Jonathan Mayer, technology policy expert, wins NSF CAREER award
By Julia Schwarz
Jonathan Mayer, an expert in technology policy, has received the National Science Foundation’s CAREER award, a top honor for early-career faculty.
The NSF’s Faculty Early Career Development Program supports early-career faculty who have the potential to serve as academic role models in research and education and to lead advances in the mission of their department or organization.
Mayer is an assistant professor of computer science with a joint appointment in the School for Public and International Affairs. He studies the intersection of technology and law, with emphasis on national security, criminal procedure and consumer privacy. He is also an associated faculty member at the Center for Information Technology Policy.
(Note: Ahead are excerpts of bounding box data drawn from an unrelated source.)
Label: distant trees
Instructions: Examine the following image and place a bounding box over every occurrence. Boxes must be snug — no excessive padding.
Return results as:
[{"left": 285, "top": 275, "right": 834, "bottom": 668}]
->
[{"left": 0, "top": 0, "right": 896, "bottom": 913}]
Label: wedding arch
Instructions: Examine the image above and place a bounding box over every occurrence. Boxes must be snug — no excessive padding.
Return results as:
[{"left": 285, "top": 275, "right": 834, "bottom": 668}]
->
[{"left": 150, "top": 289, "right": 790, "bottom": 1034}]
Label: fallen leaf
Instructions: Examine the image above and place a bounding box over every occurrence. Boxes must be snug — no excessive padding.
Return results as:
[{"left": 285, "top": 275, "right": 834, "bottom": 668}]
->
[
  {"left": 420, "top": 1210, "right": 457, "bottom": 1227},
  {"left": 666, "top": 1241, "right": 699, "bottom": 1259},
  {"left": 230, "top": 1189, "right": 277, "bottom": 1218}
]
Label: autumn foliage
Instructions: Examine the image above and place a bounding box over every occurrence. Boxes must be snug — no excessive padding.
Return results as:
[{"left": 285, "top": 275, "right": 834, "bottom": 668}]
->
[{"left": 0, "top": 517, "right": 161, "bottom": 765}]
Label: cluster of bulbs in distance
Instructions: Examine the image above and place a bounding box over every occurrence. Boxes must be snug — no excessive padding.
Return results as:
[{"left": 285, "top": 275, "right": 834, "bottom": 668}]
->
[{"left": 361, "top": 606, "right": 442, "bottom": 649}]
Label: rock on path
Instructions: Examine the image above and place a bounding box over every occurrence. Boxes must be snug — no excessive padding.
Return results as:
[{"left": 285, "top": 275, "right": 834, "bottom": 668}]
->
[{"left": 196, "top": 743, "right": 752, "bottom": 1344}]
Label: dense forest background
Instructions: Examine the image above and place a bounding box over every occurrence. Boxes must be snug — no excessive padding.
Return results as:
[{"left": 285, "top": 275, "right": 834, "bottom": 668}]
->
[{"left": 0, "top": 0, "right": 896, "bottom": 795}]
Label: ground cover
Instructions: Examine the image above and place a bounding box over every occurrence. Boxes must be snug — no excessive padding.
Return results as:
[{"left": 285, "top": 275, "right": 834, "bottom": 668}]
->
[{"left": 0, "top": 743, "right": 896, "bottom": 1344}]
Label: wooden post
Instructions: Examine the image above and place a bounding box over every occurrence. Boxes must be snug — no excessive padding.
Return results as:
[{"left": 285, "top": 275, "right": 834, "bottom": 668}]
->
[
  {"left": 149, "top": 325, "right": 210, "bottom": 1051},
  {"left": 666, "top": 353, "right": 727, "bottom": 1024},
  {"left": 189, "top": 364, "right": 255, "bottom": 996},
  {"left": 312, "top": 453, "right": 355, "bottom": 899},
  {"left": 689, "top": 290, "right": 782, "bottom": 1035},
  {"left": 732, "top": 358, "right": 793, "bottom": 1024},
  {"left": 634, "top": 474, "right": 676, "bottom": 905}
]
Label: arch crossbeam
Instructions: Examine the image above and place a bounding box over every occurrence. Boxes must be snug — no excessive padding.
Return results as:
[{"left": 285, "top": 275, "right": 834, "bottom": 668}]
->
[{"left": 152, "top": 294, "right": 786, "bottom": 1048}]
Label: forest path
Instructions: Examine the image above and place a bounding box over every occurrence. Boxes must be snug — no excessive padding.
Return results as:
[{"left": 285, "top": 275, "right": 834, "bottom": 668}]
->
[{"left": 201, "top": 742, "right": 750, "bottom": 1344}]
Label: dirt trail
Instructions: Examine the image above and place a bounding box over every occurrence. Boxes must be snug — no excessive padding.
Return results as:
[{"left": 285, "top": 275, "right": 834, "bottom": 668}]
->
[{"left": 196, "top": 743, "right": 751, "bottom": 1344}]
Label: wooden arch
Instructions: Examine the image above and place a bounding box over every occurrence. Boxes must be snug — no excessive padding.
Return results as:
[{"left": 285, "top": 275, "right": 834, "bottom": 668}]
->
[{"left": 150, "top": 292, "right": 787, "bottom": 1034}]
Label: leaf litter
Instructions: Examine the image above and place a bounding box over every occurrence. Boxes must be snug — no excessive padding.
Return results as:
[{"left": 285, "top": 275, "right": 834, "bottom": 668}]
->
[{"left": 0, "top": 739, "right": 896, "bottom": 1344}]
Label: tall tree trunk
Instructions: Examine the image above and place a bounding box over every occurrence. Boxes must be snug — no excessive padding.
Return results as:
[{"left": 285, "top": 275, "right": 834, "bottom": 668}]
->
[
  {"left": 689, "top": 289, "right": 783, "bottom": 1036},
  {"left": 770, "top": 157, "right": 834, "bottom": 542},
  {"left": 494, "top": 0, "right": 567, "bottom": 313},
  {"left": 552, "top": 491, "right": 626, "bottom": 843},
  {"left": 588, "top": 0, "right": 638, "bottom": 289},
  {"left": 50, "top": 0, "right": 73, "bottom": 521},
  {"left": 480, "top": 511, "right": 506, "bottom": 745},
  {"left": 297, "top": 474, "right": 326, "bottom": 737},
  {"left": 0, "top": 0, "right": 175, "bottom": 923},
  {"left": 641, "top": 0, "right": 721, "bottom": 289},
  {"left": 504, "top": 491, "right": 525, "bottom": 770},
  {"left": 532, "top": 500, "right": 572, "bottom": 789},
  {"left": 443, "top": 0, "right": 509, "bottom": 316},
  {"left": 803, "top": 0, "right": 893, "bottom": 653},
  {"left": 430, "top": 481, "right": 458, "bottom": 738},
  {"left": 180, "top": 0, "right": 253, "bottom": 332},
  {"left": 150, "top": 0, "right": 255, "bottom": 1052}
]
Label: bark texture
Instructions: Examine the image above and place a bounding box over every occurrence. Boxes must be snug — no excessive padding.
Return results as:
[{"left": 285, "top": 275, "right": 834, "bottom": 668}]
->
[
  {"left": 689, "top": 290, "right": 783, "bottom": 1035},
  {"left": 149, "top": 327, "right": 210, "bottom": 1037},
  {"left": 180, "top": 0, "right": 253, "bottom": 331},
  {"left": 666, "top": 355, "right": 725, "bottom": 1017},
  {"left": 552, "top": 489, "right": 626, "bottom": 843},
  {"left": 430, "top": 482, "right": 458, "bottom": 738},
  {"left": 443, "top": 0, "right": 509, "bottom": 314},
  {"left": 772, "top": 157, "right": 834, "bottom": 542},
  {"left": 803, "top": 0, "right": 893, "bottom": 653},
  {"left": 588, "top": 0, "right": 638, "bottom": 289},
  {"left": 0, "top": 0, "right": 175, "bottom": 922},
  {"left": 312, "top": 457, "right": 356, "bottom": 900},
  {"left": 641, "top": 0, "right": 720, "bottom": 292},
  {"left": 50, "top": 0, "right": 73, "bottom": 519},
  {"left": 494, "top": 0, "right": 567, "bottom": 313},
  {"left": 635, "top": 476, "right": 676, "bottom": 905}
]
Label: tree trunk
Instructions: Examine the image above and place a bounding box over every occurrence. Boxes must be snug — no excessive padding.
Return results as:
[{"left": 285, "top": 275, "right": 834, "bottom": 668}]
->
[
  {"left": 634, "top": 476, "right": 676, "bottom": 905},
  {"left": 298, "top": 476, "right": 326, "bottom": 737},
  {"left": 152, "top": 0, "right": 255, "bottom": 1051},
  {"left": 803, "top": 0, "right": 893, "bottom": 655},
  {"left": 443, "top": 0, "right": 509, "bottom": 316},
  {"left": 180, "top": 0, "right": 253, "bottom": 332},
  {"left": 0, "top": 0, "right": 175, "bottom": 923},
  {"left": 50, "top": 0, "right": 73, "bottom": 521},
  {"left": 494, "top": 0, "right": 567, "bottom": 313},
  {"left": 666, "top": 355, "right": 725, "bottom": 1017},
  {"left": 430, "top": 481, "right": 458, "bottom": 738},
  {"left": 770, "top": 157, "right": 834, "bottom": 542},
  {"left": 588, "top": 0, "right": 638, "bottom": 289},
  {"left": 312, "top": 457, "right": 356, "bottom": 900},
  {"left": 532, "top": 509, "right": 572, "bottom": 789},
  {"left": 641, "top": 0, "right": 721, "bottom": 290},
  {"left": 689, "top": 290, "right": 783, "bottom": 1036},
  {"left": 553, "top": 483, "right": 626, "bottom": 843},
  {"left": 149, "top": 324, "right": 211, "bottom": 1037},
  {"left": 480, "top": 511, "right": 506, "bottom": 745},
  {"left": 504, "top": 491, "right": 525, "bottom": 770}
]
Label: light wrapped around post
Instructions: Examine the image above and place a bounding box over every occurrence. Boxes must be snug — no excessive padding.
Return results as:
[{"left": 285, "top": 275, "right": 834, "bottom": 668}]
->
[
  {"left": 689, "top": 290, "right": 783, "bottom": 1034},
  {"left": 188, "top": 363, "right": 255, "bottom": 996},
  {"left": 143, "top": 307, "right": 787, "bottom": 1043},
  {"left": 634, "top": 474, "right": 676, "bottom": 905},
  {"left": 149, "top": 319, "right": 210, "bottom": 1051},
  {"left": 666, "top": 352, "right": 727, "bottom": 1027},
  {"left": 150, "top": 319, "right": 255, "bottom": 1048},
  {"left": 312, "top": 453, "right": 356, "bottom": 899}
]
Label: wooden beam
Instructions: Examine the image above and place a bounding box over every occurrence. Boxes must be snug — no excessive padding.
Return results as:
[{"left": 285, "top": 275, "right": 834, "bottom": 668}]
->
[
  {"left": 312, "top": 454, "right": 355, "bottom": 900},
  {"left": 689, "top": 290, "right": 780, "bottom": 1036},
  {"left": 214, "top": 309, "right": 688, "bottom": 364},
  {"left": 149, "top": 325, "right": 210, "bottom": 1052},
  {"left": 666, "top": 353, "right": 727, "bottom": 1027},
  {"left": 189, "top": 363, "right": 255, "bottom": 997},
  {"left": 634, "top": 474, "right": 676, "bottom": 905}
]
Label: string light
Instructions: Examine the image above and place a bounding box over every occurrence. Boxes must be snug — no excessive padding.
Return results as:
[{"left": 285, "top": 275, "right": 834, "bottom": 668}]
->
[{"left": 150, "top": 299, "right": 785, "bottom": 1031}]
The award provides $600,000 in funding over five years and will support Mayer’s research related to the intersection of human-computer interaction and antitrust law. His research will look specifically at user interfaces that are designed to influence consumer behavior in order to limit competition.
Recently, legislators and regulators worldwide have been scrutinizing businesses that use this type of design, called online choice architecture. Mayer’s work will focus on developing a science of online choice architecture audits, using randomized controlled trials that vary user interface elements in real-world settings, pinpointing a range of effects that will provide empirical evidence for antitrust policymakers.
Mayer joined the Princeton faculty in 2018, after serving as the technology law and policy advisor to then United States Senator Kamala Harris and as the Chief Technologist of the Federal Communications Commission Enforcement Bureau. He holds a doctorate in computer science from Stanford University, a law degree from Stanford Law School, and a bachelor’s degree from Princeton’s School of Public and International Affairs.